If you’re not open all year, and you’re thinking of extending your season into the winter months, now you have to add the costs of keeping the inn open to your promotion calcualations in order to decide what room rate to charge to make it profitable. That will impact the type of promotion you decide to offer as well as the price point for the room rate. It means you will probably need to generate more revenue than the inn that is already open all year round in order to be profitable.
Where do you start?
If you’ve been in business for a while, you should be keeping track of some key measurements: Annual Revenue, Occupancy Rate, Average Daily Rate (ADR), and Revenue per available room (RevPar).
For each booking promotion you decide to offer, you will want to have a goal for how the promotion will impact each of those key measurements. Every promotion should have a revenue goal, that is, how much incremental revenue you plan to bring in from the promotion. Depending on the promotion type and time of year, you will probably have a goal to increase your annual or seasonal occupancy rate, ADR, and RevPAr.
If you haven’t been keeping track of your key measurements and you need a place to start, I like to use industry benchmarks. It’s a great way to see how your inn stacks up to other B&B’s. The Professional Association of Innkeepers International (PAII) periodically publishes the results of a member survey which asks innkeepers to share their financials. I’ve put together the chart below using the statistics from the latest PAII survey from 2013.
The chart shows industry medians. For example, median total revenue for a small inn of four rooms or less was $42,000. That means that half of the inns surveyed had more than $42K in revenue and half of the inns surveyed had revenue of less than $42K. I like looking at the medians rather than a simple average because if you have an inn with unusually high revenue or unusually low revenue, they will skew the average so that it doesn’t show a realistic picture.
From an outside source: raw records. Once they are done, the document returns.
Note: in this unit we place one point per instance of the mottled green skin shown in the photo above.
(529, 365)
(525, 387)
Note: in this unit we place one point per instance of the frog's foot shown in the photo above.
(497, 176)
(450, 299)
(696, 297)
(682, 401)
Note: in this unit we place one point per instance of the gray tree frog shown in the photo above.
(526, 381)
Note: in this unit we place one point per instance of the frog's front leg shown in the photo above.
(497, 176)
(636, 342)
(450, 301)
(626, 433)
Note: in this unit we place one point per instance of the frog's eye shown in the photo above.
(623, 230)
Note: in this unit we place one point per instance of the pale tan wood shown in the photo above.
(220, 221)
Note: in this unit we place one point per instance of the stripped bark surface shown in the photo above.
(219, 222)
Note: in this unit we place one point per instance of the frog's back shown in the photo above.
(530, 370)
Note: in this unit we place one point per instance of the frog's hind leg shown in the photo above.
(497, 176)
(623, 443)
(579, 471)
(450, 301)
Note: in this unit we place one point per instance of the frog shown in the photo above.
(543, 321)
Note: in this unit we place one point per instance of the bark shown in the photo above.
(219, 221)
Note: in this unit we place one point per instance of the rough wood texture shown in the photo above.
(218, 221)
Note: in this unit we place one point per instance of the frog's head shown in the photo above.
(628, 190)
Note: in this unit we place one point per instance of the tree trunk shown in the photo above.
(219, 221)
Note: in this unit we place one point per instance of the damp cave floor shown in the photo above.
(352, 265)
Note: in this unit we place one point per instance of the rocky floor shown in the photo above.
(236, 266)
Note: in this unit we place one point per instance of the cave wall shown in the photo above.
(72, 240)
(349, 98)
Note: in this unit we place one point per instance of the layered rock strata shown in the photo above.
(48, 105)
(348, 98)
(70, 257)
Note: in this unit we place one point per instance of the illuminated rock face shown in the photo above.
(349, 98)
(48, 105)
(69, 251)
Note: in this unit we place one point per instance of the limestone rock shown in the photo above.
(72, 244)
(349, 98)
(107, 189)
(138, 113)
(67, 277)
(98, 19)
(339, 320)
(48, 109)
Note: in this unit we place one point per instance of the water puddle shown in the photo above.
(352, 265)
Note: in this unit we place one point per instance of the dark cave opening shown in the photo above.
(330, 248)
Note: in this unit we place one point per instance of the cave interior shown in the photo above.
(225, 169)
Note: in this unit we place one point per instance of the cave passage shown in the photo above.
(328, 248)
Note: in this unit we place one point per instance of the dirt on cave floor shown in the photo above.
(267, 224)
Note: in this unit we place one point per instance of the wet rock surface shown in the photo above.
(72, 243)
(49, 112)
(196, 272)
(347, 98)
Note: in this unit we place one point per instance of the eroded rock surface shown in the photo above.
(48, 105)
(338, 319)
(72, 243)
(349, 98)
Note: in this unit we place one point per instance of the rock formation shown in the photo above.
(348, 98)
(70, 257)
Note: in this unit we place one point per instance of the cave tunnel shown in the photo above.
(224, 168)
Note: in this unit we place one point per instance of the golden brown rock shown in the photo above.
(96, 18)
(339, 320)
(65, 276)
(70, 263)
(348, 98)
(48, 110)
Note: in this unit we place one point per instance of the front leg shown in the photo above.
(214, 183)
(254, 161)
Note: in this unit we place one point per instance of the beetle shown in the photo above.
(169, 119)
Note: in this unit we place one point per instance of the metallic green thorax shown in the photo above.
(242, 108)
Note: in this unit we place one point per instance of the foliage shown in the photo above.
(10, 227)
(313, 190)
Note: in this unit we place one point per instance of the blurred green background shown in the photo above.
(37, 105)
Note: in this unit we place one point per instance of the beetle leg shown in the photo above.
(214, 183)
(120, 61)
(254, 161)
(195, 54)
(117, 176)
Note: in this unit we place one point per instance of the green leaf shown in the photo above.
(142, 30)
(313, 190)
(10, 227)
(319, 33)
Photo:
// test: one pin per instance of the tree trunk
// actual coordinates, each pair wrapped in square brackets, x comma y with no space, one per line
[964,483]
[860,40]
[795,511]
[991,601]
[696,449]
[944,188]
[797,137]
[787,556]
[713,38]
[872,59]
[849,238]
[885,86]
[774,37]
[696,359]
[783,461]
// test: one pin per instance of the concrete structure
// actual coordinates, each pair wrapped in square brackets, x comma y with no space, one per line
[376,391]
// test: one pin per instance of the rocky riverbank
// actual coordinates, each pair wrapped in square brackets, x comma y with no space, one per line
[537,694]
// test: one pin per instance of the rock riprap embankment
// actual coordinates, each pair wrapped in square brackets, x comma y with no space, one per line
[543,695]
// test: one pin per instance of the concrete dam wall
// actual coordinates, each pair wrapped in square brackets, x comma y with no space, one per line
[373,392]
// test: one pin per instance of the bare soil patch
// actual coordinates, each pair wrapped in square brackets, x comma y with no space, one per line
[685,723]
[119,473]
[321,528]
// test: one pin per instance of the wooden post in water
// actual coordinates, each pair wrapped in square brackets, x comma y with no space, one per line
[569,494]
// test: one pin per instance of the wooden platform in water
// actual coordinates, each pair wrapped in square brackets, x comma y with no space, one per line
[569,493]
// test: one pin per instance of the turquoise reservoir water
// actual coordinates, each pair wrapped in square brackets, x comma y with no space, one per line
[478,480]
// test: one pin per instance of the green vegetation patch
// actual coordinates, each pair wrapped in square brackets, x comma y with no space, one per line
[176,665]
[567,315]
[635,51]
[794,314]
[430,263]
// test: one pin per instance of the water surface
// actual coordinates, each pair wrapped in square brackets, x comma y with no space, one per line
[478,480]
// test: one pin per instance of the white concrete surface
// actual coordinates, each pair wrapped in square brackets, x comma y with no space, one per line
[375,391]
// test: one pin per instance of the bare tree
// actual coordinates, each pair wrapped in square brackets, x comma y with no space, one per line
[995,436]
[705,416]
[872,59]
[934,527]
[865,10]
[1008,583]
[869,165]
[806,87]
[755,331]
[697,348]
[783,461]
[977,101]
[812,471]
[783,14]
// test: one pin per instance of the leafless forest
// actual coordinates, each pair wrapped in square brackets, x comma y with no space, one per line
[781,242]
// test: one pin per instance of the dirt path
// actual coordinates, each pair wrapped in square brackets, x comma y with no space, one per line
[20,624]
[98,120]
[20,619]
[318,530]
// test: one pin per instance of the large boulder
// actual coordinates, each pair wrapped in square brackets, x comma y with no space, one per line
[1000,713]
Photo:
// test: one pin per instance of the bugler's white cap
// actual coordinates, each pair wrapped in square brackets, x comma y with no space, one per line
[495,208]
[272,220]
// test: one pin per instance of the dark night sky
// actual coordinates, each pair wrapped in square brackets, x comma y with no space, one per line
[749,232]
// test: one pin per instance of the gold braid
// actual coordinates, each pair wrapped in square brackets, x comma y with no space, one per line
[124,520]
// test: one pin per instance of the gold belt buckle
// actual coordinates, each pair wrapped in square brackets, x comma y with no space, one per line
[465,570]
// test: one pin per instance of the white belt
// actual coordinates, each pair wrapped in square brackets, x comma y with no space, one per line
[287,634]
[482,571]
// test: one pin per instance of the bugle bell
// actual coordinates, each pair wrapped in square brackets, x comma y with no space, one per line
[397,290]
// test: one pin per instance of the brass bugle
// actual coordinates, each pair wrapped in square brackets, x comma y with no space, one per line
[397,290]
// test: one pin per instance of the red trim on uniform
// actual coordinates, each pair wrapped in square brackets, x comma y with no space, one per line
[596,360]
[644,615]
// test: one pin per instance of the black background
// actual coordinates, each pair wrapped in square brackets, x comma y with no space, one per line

Here’s a handy calculator to determine your Average Daily Rate(ADR)
The next chart shows how to calculate the annual RevPar.
Note that the RevPar calculation uses 365 as the number of days your rooms are available so it doesn’t take into account if your inn is only open seasonally.
Thinking about your booking promotion goals ahead of time does require some work, however it will pay off in peace of mind and comfort that your booking promotion will actually make you money rather than cost you.